With the closing of the 2019 International Venice Film Festival, Venice Final Cut and Venice International Film Critics’ Week, AFAC-supported films stood in the limelight with seven awards scooped in various categories.
The 76th International Venice Film Festival’s Lion of the Future - Luigi de Laurentiis Award for Best Debut Feature was picked up by Sudanese director Amjad Abu Alala for his film You Will Die at Twenty, receiving a prize of USD 100,000. “I was very much affected by the revolution while writing the scenario of the film, and very keen on exiting or rebelling from the reality”, declared Abu Alala in a BBC interview. “You Will Die at Twenty” joins two other AFAC-supported films which received the Lion of the Future in Venice in recent years, namely Tunisian director Ala Eddine Slim’s The Last of Us in 2016 and Syrian director Soudade Kaadan’s The Day I Lost My Shadow in 2018.

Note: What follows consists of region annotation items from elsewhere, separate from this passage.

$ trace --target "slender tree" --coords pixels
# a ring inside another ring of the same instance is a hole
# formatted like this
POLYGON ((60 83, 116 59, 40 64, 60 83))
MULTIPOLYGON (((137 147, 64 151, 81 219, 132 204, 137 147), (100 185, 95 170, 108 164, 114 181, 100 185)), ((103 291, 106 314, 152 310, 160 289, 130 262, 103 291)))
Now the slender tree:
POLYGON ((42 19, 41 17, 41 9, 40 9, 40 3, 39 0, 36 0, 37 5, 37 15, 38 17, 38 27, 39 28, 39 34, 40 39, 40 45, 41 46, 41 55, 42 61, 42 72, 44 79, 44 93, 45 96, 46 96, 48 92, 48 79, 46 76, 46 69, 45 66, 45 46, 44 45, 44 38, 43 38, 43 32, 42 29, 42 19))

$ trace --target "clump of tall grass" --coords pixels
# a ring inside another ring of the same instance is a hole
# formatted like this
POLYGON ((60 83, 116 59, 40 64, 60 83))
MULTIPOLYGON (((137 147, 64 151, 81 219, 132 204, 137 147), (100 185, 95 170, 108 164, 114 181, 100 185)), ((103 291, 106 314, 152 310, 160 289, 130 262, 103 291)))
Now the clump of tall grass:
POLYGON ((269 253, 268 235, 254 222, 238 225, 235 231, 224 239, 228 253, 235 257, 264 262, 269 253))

Furthermore, A Son by Tunisian director Mehdi Barsaoui received the Orizzonti Best Actor Award for Sami Bouajila’s role, as well as the Interfilm prize for best film. “Presenting our film at the Mostra in Venice, one of the most prestigious cinema festivals in the world, is a consecration by itself. It has been an exceptional week, from the presentation of the film in world premiere, to the ensuing standing ovation; it was a dream that was becoming reality. And then the cherry on top: the film was doubly awarded. We are dancing on a small cloud”, commented Barsaoui. (To watch the film trailer, click here.)
Concurrently, the Lebanese film All This Victory by Ahmad Ghossein was the grand winner at the 34th Venice International Film Critics Week, bringing home the Grand Prize, the Audience Award – Comune di Taranto, and the Mario Serandrei – Hotel Saturnia International Award for Best Technical Contribution.
On the sidelines of the festival, Moroccan director Ismael Ferroukhi’s Mica was awarded the El Gouna Film Festival Award at the 7th Final Cut in Venice.